How funny bosses can encourage deviant rule breakers

Funny bosses encourage us to let our guard down, but a new study found that their jokes can inadvertently encourage us to let our guard down too much, communicating that the workplace is an upside-down funhouse where rules no longer apply.

Funny bosses encourage us to let our guard down, but a new study published in the Academy of Management Journal found that their jokes can inadvertently encourage us to let our guard down too much, communicating that the workplace is an upside-down funhouse where rules no longer apply.

The boss who moonlights at work as a comedian is a mixed blessing.

On the one hand, funny bosses can make the everyday grind more enjoyable by encouraging us to bring our whole personalities to the office. As the study notes, “A leader’s sense of humor will ensure employees feel safe to be their true self, which in turn enables them to fully invest their personal energy in their work roles.”

But on the other hand, when your boss is not taking work seriously, you start to not take it too seriously too.

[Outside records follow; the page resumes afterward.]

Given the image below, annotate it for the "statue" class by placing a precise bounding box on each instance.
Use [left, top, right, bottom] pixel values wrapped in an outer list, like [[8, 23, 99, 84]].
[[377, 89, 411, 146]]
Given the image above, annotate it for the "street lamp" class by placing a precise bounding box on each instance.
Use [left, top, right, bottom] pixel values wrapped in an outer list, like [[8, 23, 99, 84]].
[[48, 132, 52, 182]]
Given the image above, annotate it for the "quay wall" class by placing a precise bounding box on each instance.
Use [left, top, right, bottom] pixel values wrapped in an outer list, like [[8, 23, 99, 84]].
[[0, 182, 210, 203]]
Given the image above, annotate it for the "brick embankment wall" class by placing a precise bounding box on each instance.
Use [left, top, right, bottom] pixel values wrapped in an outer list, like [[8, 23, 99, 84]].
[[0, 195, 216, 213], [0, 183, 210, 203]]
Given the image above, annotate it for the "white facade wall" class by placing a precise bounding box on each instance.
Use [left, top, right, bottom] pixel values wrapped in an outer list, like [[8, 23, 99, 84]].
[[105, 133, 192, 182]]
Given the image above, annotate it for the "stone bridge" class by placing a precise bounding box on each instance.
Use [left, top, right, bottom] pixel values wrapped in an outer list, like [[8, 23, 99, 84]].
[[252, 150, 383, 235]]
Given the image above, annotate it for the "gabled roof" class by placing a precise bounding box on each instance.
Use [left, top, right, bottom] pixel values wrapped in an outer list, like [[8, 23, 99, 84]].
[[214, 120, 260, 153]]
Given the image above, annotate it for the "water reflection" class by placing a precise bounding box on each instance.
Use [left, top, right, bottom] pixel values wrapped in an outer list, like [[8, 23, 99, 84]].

At worst, their jokes can set the precedent that norm violations are socially acceptable in work interactions.

To test the effect of humor in the workplace, the researchers recruited 200 employees to report on the type of humor their bosses used and what kind of deviant behavior they were involved in at work. The study ultimately found that employees with funny bosses had a more interpersonal rapport with their boss, which in turn, increased their work engagement. But humor, in general, was also likely to increase follower deviance.

Aggressive humor can signal that ‘respect and civility’ are not valued

Under a funny boss, employees became more likely to make fun of someone at work, snipe rude comments, steal office supplies and show up to work late. But there was one kind of funny boss that was most likely to amplify the effects of deviant behavior — the aggressively funny boss. Their jokes land more like punches, sometimes at the expense of others. The sarcastic teasing has a mean undercurrent running through it.

The study uses the example of an offhand comment like “John, you seem so busy” to sarcastically send “a message that John is not putting up enough effort.” But when this kind of humor becomes the norm, it signals that mutual respect and civility is not important, the study found.

Ultimately, leadership sets the tone of how employees should conduct themselves at work. It’s a lesson that bosses need to be mindful of what kind of jokes they use at work.

“We’re not trying to say leaders should not engage in humor,” Zhenyu Liao, one of the study’s authors, said. “They should be more mindful about their humor. Your role, your status — all of your actions — will send out very strong signals about what behaviors are acceptable.”